La militante a donc sorti le grand jeu, en publiant sur son compte la liste de tous les députés Renaissance, Les Républicains (LR) et Rassemblement national (RN), puis en incitant les internautes à interpeller ces parlementaires, en commentaire de son post ou en leur envoyant directement un mail. Objectif : les convaincre de changer d’avis et de voter en faveur de la taxe Zucman lors de l’examen du budget 2026, qui aura lieu cette fois en assemblée plénière, à partir du vendredi 24 octobre.
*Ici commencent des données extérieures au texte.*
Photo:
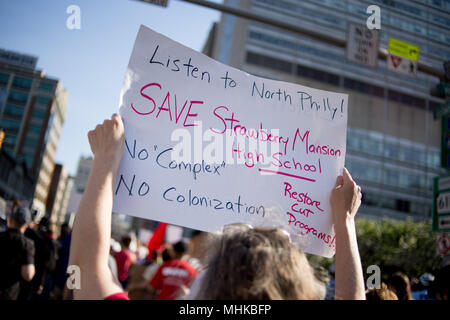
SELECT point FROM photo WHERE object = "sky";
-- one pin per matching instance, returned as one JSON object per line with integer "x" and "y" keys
{"x": 91, "y": 61}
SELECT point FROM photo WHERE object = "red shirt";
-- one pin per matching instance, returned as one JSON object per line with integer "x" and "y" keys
{"x": 124, "y": 260}
{"x": 171, "y": 276}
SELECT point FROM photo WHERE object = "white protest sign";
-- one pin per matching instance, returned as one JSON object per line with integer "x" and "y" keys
{"x": 208, "y": 145}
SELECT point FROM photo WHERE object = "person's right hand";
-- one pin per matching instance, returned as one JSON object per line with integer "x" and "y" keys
{"x": 345, "y": 198}
{"x": 107, "y": 141}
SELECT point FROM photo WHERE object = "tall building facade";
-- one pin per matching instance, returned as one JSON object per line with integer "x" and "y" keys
{"x": 32, "y": 110}
{"x": 393, "y": 142}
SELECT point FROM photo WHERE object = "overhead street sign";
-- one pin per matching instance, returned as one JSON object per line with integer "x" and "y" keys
{"x": 442, "y": 110}
{"x": 363, "y": 45}
{"x": 403, "y": 49}
{"x": 441, "y": 204}
{"x": 402, "y": 65}
{"x": 443, "y": 244}
{"x": 162, "y": 3}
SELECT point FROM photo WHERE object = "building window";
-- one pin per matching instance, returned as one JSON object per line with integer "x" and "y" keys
{"x": 4, "y": 77}
{"x": 39, "y": 114}
{"x": 34, "y": 128}
{"x": 43, "y": 100}
{"x": 46, "y": 86}
{"x": 13, "y": 109}
{"x": 10, "y": 123}
{"x": 363, "y": 87}
{"x": 268, "y": 62}
{"x": 402, "y": 205}
{"x": 18, "y": 97}
{"x": 317, "y": 75}
{"x": 22, "y": 82}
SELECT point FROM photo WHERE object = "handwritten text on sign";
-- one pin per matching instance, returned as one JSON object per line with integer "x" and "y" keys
{"x": 209, "y": 145}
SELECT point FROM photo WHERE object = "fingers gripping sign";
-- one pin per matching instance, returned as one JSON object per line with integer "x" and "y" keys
{"x": 345, "y": 197}
{"x": 107, "y": 141}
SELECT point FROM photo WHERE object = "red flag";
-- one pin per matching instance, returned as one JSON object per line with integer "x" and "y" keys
{"x": 157, "y": 239}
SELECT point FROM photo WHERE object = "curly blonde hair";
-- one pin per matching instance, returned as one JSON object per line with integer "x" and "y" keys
{"x": 257, "y": 264}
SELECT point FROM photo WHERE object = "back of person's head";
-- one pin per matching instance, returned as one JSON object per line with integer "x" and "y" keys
{"x": 399, "y": 283}
{"x": 126, "y": 241}
{"x": 383, "y": 293}
{"x": 166, "y": 255}
{"x": 19, "y": 217}
{"x": 440, "y": 288}
{"x": 180, "y": 248}
{"x": 257, "y": 263}
{"x": 65, "y": 229}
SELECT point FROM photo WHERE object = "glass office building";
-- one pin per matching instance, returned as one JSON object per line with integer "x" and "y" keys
{"x": 32, "y": 111}
{"x": 393, "y": 141}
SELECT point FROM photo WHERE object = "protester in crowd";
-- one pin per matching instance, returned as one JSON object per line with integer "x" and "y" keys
{"x": 331, "y": 285}
{"x": 383, "y": 293}
{"x": 419, "y": 291}
{"x": 399, "y": 284}
{"x": 173, "y": 278}
{"x": 45, "y": 260}
{"x": 93, "y": 226}
{"x": 197, "y": 249}
{"x": 158, "y": 259}
{"x": 17, "y": 252}
{"x": 440, "y": 289}
{"x": 124, "y": 259}
{"x": 63, "y": 261}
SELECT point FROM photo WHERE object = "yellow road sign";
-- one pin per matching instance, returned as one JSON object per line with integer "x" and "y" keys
{"x": 403, "y": 49}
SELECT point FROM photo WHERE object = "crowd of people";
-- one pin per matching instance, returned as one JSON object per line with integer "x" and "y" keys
{"x": 34, "y": 260}
{"x": 240, "y": 262}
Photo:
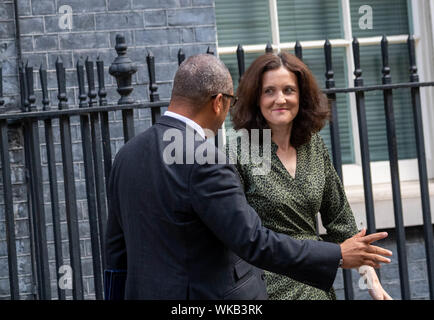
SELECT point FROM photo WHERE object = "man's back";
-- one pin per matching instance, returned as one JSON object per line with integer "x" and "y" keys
{"x": 172, "y": 254}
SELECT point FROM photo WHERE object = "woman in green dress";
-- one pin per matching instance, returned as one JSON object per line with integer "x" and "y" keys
{"x": 279, "y": 92}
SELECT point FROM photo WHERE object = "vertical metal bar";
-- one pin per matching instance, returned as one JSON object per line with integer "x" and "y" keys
{"x": 7, "y": 195}
{"x": 69, "y": 183}
{"x": 268, "y": 48}
{"x": 89, "y": 171}
{"x": 52, "y": 175}
{"x": 421, "y": 160}
{"x": 336, "y": 146}
{"x": 38, "y": 199}
{"x": 240, "y": 60}
{"x": 154, "y": 96}
{"x": 364, "y": 146}
{"x": 181, "y": 57}
{"x": 298, "y": 50}
{"x": 99, "y": 171}
{"x": 105, "y": 129}
{"x": 394, "y": 173}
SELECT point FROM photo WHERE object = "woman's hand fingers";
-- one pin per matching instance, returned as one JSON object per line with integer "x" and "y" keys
{"x": 379, "y": 250}
{"x": 373, "y": 237}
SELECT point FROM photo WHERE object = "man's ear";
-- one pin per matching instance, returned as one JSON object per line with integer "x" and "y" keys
{"x": 217, "y": 104}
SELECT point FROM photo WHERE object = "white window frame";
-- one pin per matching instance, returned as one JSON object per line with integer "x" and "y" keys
{"x": 424, "y": 36}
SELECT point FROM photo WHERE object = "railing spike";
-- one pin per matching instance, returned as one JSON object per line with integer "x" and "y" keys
{"x": 181, "y": 56}
{"x": 102, "y": 93}
{"x": 150, "y": 60}
{"x": 91, "y": 82}
{"x": 241, "y": 61}
{"x": 123, "y": 69}
{"x": 80, "y": 76}
{"x": 43, "y": 78}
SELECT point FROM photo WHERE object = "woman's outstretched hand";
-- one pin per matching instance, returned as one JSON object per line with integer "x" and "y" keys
{"x": 374, "y": 286}
{"x": 358, "y": 251}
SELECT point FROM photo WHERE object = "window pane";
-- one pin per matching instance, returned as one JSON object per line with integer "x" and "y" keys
{"x": 242, "y": 21}
{"x": 389, "y": 17}
{"x": 315, "y": 60}
{"x": 309, "y": 20}
{"x": 371, "y": 65}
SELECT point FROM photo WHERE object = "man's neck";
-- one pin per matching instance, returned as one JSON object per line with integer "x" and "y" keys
{"x": 183, "y": 109}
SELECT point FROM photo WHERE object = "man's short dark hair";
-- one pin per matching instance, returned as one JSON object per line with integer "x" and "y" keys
{"x": 201, "y": 76}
« Notre atout décisif : contrairement au vote en commission, le vote en assemblée plénière permettra de savoir exactement quel député a voté quoi, de manière nominative », a rappelé Camille Étienne. Et d’imaginer : « Si on exerce une pression citoyenne massive sur les députés Renaissance, LR et RN d’ici le vote de vendredi, nous avons une chance de gagner. » Son post a été « liké » par plus de 81 000 personnes. En quelques heures, des centaines de députés ont été interpellés dans les commentaires.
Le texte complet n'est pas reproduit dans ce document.